CommonWealth serves a unique niche in Oakland – a British-style pub on Telegraph Avenue, rather than a standard American bar.

“The pub in Britain is much more of a community experience,” Jeffryes said. “It’s not a place to go get drunk, it’s a place to meet your family or have a business meeting in the morning with a cup of coffee, a place for a traveler to take a break while he’s waiting for a train. It’s much more of a meeting place.”

CommonWealth has the look and feel of a café crossed with a bar. Laptops and coffee cups cover wooden tables in the morning, but there’s also a bar towards the back with 12 beers on tap – traditional British-style ales like Fuller’s and local beers like Dying Vines, most served in 20-ounce “imperial pint” glasses. “That’s the quantity of beer we feel satisfies,” Jeffryes said. (Dying Vines is also making a brown ale specifically for the pub called Knotown Brown, named after the area, dubbed “Koreatown-Northgate”.)

The pub is owned by Jeffryes, his sister, Ahna Adair, and her husband, Ross Adair. The Adairs also live above the pub.

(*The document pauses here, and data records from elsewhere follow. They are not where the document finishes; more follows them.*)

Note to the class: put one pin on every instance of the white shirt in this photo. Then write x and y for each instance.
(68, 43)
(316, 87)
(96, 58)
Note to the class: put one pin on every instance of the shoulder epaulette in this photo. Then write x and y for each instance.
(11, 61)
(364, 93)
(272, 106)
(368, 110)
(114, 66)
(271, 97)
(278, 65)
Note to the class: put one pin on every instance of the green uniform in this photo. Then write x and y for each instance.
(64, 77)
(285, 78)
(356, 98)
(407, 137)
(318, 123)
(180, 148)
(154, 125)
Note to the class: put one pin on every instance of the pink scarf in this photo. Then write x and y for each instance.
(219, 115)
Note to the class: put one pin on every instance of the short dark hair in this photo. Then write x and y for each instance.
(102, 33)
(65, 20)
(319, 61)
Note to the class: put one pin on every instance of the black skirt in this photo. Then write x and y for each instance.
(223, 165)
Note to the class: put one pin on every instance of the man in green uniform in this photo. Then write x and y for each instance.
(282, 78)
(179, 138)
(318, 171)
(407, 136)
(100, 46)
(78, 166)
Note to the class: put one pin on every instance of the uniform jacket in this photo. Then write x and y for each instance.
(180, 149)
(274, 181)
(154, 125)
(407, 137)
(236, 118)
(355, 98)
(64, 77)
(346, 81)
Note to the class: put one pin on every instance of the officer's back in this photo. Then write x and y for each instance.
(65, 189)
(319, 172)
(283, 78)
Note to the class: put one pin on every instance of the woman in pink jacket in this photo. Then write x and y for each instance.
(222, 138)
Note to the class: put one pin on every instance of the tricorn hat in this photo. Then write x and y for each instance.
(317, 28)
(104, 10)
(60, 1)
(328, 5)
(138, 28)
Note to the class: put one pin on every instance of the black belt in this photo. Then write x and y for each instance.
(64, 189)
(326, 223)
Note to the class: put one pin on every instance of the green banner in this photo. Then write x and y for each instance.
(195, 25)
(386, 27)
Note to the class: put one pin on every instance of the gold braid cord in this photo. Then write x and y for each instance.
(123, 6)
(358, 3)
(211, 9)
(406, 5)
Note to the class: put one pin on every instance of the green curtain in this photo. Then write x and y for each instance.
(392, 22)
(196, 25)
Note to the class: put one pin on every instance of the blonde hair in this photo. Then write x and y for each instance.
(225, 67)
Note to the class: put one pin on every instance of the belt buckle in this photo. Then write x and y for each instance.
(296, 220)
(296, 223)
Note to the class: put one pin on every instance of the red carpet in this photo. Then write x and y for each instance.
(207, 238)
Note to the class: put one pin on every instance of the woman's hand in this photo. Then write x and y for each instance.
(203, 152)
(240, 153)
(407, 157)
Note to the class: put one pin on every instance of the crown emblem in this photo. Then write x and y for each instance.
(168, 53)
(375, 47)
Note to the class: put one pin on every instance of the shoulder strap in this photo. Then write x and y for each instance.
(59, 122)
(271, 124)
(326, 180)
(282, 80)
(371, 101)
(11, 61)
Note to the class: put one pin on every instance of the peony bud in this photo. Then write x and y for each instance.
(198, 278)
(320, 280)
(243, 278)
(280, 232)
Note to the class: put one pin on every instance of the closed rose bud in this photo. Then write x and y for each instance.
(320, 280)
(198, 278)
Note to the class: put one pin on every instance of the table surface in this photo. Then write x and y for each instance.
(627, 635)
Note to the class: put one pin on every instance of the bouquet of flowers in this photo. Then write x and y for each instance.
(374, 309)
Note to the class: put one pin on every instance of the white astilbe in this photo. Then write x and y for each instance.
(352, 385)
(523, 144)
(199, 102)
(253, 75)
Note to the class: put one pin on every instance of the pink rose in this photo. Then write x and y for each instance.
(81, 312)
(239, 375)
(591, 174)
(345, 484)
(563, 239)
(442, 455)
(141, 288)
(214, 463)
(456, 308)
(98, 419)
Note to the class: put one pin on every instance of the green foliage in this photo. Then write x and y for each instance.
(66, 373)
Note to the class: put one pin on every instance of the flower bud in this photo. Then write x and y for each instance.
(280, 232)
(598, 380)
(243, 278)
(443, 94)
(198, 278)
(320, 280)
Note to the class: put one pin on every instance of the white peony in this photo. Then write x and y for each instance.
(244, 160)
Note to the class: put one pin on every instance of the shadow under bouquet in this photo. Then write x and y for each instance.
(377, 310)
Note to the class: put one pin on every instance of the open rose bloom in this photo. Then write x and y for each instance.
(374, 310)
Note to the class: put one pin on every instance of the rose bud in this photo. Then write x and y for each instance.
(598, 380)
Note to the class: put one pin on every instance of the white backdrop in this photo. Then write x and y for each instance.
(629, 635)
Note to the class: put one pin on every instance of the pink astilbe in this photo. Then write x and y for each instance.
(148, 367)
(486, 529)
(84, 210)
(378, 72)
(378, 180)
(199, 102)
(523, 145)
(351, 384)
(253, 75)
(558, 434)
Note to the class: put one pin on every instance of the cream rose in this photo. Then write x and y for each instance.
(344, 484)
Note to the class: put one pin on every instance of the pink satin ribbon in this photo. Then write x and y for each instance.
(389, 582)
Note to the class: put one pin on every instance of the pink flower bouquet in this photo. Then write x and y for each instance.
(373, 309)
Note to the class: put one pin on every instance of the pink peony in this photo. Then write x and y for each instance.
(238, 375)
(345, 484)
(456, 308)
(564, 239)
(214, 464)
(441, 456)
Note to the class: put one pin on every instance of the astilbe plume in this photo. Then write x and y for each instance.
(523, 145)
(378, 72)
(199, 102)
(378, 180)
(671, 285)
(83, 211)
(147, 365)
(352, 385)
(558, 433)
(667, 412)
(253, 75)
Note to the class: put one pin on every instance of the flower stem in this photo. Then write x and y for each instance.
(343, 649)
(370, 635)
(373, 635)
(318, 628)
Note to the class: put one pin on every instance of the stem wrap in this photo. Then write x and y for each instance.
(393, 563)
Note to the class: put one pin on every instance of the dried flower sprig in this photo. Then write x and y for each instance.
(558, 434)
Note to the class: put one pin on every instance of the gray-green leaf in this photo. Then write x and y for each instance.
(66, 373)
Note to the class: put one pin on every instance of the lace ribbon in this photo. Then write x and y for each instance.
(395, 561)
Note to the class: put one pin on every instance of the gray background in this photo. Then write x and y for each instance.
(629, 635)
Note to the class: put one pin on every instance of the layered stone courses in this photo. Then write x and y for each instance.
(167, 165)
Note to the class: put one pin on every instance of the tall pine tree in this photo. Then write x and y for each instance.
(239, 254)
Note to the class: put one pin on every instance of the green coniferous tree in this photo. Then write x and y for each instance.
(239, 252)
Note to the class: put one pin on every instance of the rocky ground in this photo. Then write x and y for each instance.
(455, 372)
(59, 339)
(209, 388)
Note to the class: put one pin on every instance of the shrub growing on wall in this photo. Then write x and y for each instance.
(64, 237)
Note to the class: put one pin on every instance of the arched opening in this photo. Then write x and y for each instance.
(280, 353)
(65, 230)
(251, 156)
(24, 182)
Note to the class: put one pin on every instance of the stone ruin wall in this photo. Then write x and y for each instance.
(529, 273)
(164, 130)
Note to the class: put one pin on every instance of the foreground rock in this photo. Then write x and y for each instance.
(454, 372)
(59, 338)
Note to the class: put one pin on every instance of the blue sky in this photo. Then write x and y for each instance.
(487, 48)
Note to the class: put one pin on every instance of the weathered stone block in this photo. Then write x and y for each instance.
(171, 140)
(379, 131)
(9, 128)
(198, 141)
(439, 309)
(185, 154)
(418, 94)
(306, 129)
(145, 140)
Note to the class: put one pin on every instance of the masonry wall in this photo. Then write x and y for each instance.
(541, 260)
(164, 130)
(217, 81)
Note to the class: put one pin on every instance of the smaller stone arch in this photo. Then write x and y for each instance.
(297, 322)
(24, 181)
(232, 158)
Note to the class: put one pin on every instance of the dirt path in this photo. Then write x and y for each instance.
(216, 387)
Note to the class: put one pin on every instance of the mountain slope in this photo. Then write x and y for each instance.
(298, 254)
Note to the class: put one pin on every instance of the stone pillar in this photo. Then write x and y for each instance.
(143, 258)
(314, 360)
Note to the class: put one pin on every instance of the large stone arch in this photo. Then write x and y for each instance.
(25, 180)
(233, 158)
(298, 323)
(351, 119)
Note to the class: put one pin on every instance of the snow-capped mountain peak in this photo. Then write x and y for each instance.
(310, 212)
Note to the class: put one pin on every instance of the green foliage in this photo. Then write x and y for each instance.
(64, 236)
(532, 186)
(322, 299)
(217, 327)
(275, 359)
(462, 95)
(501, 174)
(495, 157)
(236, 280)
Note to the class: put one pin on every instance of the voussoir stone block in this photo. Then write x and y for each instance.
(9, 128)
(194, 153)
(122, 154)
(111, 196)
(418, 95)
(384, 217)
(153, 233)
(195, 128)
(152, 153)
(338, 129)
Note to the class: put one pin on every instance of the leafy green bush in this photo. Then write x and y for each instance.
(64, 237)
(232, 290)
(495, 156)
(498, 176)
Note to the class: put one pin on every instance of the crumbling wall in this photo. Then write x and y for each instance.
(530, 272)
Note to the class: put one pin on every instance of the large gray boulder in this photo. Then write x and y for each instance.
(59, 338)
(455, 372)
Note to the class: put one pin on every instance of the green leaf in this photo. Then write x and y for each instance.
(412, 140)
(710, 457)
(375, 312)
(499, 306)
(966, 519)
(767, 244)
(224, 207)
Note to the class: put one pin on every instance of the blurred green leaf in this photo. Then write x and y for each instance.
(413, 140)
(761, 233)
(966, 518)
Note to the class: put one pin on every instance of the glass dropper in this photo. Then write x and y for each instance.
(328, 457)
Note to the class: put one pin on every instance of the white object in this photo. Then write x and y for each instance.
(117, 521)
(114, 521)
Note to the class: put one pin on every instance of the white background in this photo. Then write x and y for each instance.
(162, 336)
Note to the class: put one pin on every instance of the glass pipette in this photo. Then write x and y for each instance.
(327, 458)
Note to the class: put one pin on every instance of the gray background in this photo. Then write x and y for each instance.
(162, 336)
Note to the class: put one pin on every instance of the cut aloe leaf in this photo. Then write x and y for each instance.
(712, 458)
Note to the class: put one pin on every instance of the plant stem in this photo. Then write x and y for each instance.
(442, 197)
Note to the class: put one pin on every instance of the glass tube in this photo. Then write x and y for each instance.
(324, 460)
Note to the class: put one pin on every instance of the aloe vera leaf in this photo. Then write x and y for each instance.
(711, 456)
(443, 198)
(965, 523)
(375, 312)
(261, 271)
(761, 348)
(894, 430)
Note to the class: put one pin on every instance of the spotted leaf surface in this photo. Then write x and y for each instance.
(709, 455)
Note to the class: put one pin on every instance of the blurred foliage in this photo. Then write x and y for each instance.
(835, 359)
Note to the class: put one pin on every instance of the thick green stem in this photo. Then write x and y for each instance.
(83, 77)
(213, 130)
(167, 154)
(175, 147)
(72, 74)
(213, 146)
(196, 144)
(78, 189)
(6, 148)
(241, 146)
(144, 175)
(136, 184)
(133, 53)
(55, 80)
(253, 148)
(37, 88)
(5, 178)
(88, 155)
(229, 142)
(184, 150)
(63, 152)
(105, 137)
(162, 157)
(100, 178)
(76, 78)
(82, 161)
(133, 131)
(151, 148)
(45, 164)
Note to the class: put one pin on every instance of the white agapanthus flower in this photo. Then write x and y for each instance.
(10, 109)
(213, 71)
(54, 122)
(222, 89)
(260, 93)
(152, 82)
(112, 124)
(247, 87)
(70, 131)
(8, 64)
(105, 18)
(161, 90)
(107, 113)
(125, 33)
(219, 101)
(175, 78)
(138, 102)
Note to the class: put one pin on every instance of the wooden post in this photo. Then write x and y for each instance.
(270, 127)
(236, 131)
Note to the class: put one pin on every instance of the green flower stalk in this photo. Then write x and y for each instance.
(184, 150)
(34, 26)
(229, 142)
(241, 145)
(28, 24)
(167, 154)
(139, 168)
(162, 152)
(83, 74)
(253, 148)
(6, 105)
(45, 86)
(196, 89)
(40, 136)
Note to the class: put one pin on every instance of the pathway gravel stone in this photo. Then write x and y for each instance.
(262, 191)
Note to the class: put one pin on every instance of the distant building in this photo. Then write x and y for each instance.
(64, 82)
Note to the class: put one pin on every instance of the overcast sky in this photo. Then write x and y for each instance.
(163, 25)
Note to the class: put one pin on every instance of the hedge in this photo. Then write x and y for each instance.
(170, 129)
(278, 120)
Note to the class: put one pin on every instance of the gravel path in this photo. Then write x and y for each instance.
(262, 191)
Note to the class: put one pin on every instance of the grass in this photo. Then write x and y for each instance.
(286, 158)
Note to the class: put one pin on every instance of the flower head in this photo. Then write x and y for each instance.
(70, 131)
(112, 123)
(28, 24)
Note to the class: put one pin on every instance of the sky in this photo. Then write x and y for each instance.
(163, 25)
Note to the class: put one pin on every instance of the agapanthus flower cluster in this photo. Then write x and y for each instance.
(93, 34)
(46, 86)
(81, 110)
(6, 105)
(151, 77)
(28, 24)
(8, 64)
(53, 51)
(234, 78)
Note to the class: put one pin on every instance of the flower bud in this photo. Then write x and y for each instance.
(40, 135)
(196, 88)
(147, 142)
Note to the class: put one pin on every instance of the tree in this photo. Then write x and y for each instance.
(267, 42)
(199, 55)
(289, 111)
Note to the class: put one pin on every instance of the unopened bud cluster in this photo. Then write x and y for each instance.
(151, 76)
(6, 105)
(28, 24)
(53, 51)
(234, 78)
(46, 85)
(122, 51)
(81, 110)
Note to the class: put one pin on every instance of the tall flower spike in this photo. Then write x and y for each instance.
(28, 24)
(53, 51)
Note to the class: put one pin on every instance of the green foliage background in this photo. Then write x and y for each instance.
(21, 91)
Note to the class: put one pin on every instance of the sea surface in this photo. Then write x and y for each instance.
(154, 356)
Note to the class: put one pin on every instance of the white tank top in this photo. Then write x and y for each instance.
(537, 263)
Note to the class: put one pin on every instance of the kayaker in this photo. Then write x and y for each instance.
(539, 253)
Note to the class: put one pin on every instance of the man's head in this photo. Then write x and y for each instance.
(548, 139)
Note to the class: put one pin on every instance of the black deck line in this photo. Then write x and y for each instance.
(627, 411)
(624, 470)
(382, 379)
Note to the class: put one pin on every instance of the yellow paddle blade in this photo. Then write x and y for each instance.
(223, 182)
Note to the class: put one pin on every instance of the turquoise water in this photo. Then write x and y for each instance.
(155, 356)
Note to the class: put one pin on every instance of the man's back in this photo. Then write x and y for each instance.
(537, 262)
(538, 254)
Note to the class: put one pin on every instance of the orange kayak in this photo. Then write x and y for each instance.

Jeffryes and Ahna Adair are from Sunnyvale, while Ross Adair is from East Kilbride, Scotland, and “the main catalyst” behind the bar, Jeffryes said.

Ross Adair also serves as the pub’s cook, and the menu features standard pub fare like “toasties” (hot pressed

CommonWealth is located on Telegraph Avenue, at 29th Street.

sandwiches), shepherd’s pie and stews with Yorkshire Pudding. “We’ll also throw an occasional curry in there,” Jeffryes said of the menu.

The pub has two TVs, and they’re just about always tuned to a soccer match (they make exceptions for Giants baseball games). Whenever there’s a big soccer tilt, the pub is packed with soccer fans who may have had difficulty finding a place to watch matches before CommonWealth opened. “The culture was here, they used to just have to go all the way to San Francisco [to watch a soccer match],” Jeffryes said. “People deserve a spot near their home to watch some soccer.”

CommonWealth’s owners have plans to expand into the building next door to offer more seating, which will probably happen in the next year, Jeffryes said.

Jeffryes said he’s noticed that many of CommonWealth’s customers know each other, often thanks to relationships forged right there at his bar. He wants to promote a friendly atmosphere where people can talk to each other, wherever they come from.

“The pub is a place to discuss, a platform for everybody to share equal footing, no matter where you come from,” he said. “Everybody can afford a $5 beer and come and just hang out.”